MTA Board member Vincent Tessitore Jr., who represents the LIRR’s labor force, pledged the support and cooperation of railroad employees.

“If the workforce sees us doing things . . . and putting resources where they belong, they’re going to dive and be working harder than anyone else,” he said.

The LIRR Forward Plan:

--Replace the 10 most problematic track switches, which account for 40 percent of all switch problems, in the next six months.

--Upgrade 370 track circuits, which have caused 36 percent of track circuit failures, by early 2019.

--Work with PSEG to replace 80 aging utility poles by the end of this year.

--Install new safety devices at 296 grade crossings by the end of 2018.

--Clear vegetation along 180 miles of track this year — one year ahead of schedule.

--Install snow covers on track switches at 60 locations this year — three years ahead of schedule.

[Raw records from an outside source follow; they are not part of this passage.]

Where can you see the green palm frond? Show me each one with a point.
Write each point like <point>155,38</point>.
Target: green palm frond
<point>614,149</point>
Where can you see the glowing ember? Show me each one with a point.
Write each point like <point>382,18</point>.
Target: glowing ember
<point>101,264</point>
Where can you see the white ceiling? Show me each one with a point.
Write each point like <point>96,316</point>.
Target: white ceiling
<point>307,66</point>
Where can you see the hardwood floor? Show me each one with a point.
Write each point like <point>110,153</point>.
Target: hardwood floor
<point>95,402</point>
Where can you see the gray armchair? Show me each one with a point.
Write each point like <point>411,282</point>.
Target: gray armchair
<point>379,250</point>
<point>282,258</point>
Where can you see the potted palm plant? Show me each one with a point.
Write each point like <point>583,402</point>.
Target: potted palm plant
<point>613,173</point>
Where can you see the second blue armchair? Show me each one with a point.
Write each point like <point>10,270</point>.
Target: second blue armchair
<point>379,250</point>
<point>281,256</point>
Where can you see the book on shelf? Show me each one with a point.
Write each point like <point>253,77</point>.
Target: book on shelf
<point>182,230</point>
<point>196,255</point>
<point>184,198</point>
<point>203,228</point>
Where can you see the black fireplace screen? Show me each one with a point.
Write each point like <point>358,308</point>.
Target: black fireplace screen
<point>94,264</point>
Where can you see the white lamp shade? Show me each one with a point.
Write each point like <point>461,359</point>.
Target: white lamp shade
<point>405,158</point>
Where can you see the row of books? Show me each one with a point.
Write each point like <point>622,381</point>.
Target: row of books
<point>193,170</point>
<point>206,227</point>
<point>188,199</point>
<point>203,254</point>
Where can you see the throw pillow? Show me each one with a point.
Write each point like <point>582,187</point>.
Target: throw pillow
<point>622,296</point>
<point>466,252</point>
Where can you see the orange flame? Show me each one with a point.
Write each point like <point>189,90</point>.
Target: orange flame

--Insulate manhole covers along the Atlantic Avenue Tunnel to protect electrical components and install lightning protection at 30 interlocking locations before this year’s hurricane season.

--Install 14 new third rail heaters this year.

--Accelerate the replacement of 3,300 threshold plates on trains that have resulted in door malfunctions by mid-2019 — a year ahead of schedule.

--Complete installation of countdown clocks at all LIRR stations by next week.

--Install new GPS devices on trains that will provide real-time location information every 10 seconds.

--Look for ways to improve how information is provided and displayed on the LIRR’s mobile app, website, at stations and by employees.

--Position cleaning crews at six key stations to board and clean trains during their runs, instead of only before and after their runs.

--Increase station cleaning efforts by 30 percent, including with new equipment to allow for more detailed cleaning.

--Launch a fare discount program that will allow monthly ticket holders to travel anywhere in the LIRR system at no additional cost during Saturdays in the summer, and bring up to four guests paying $1 each.